Paul Manafort’s global web of business and political dealings has come under increasing scrutiny in Special Counsel Robert Mueller’s Russia investigation, but that hasn’t stopped the former Trump campaign chairman from working out on the rough and tumble fringes of global politics. The New York Times reported Wednesday that Manafort has been working since the summer with Kurdish leaders in Iraq to help the autonomous region hold a referendum on independence. The United States opposes the non-binding referendum and has lobbied hard to postpone the measure over fears that it would destabilize the already delicate political situation in Iraq, making it harder to snuff out ISIS. The international community agrees and has lined up against the symbolic vote.
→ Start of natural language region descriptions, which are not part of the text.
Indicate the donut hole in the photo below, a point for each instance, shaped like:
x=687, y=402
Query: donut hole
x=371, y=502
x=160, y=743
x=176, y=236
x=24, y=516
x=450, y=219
The Kurdistan Region of Iraq is set to vote on the referendum on Monday.
Enter Paul Manafort.
According to the Times’ reporting, Manafort signed on with Iraqi Kurdish leader, Massoud Barzani and his allies “to help administer and promote” the referendum. The referendum is the latest effort of a multifaceted push by Kurdish leaders to build support for their cause in Washington.
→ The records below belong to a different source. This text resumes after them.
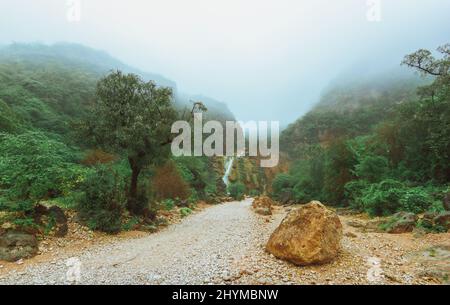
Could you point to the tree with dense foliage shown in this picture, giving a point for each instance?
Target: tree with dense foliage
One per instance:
(382, 152)
(134, 118)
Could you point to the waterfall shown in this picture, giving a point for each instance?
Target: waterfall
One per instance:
(228, 167)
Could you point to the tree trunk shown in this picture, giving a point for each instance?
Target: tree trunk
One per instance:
(132, 194)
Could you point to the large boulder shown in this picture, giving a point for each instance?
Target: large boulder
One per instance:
(401, 222)
(53, 217)
(16, 245)
(308, 235)
(263, 205)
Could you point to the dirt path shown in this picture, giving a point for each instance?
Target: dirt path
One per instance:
(224, 244)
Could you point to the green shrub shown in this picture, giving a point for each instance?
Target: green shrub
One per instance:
(185, 212)
(236, 190)
(281, 182)
(104, 201)
(382, 199)
(168, 204)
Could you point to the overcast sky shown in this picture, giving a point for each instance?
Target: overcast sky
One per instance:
(267, 59)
Here’s more from the Times:
Mr. Manafort agreed to assist with the referendum, including a planned push for Western recognition, after he was approached several months ago by an intermediary for Mr. Barzani’s son, Masrour Barzani, according to two people familiar with the arrangement. Mr. Manafort has traveled to the region since then to advise the Barzanis’ allies on the referendum, according to Kurdish independence advocates. One of Mr. Manafort’s lieutenants is in Erbil preparing for the referendum, and Mr. Manafort himself may return to the region in the coming days for the vote, according to the advocates…
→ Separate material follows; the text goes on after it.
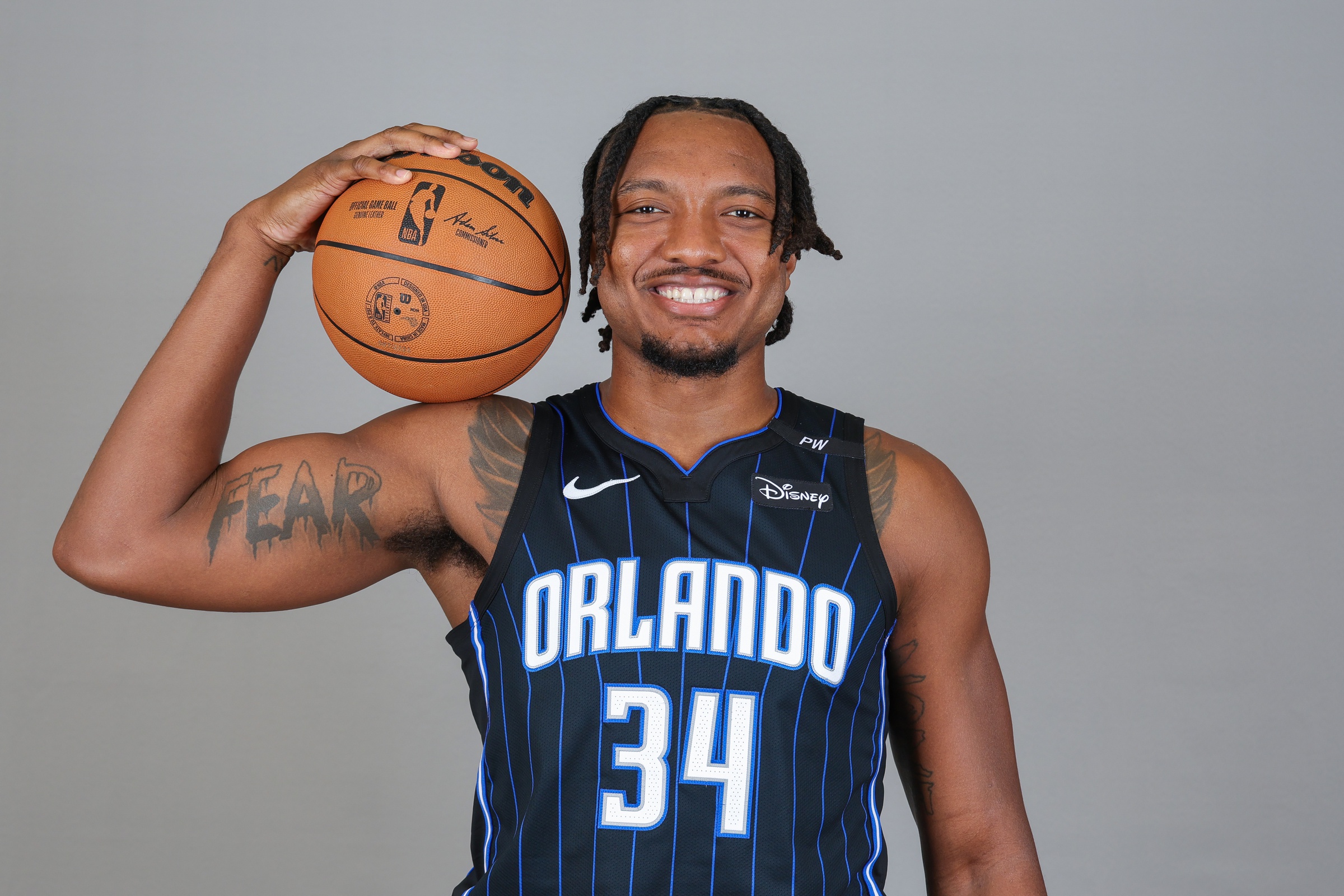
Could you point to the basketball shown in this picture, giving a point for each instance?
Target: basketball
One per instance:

The Kurdistan Regional Government had paid millions to Washington lobbying firms with deep connections to both Democrats and Republicans, including more than $1.5 million over the last three years, according to Justice Department records. But it has also worked to build support for independence from think tanks and scholars who might be willing to vouch for the referendum’s fairness, and use it to win bipartisan support in Washington for Kurdish independence, according to people familiar with the outreach.
It’s unclear how much Manafort is being paid for his referendum consulting work.